7. I have never been around more people who want to help you with any issue you are having. From the doorman who helps with the internet connectivity issues to the man who works at the tiny grocery store next door called a bacala (think: bodega) who helps us newbies to count the new form of currency when we are paying. From the bus driver who will take a teacher twenty minutes back home to get something she left (not me for once) to the amazing co-teachers at the school (they refer to themselves lovingly as the Filipino Mafia) who help you get off the bus with four giant bags and a foldable table and help you cart it up to your classroom four floors up (this one was me).

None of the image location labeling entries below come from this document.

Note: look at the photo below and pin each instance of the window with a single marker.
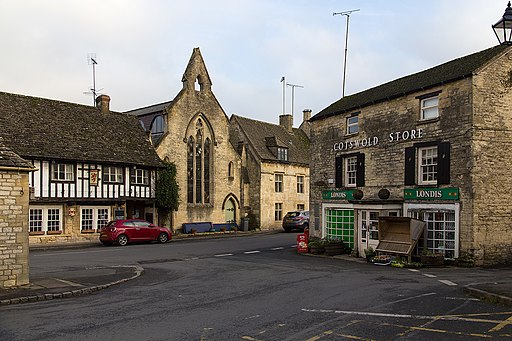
(278, 211)
(278, 182)
(441, 232)
(93, 218)
(350, 170)
(139, 176)
(44, 219)
(353, 124)
(300, 184)
(157, 128)
(63, 172)
(427, 164)
(113, 174)
(429, 108)
(199, 162)
(282, 154)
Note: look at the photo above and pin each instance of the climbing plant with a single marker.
(167, 190)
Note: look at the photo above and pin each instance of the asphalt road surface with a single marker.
(256, 288)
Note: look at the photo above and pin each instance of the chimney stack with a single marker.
(286, 121)
(103, 103)
(306, 115)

There is a lot of caring for other humans that I have encountered that has made my heart very happy.
8. A lot of expats use taxis. Like in New York City, you can hail a cab from many neighborhoods. However, they don’t all use GPS and know where they are going. They are unmetered as well. To avoid being taken for a ride (figuratively, literally that happens either way) you stick with a list of cab drivers that are trusted by your friends and work colleagues. My favorite driver happens to be Antony. You can call or text him via WhatsApp and he is there. You set a time for him to bring you somewhere and you can set a time for him to pick you up again to bring you home. Plus, he is personable. I know more about him from one week of transportation friendship than I did about my neighbor in Florida that I lived next to for a year. So yeah, we’re pretty much buds at this point.
9. I have mentioned WhatsApp. If you are considering moving overseas, WhatsApp becomes a way of living. You can make phone calls, video chat your friends, and text all via this app that uses data to work. I’m a modern girl after all, and this modern girl has communication needs.
10. In the Summer, the sun goes down here around 6:30pm. It rises before 5am. Good, light blocking curtains, or at least an eye mask, are a MUST.
So those are the big things so far. I am actually felling pretty comfortable around here a week in. I know this because one of new friends told me a few days ago that I seemed super sweet at first but that she thinks I was holding back on her because my sass is starting to come out now. That has been my integration plan since age six when I started moving every three years. Super sweet at first then, once I find my stride…BAM! In comes the biting wit (or so I like to think). Call me the reverse Sour Patch Kid.
Anyway, I think I’m gonna like it here. FIngers crossed the internet stays up long enough for me to make this post!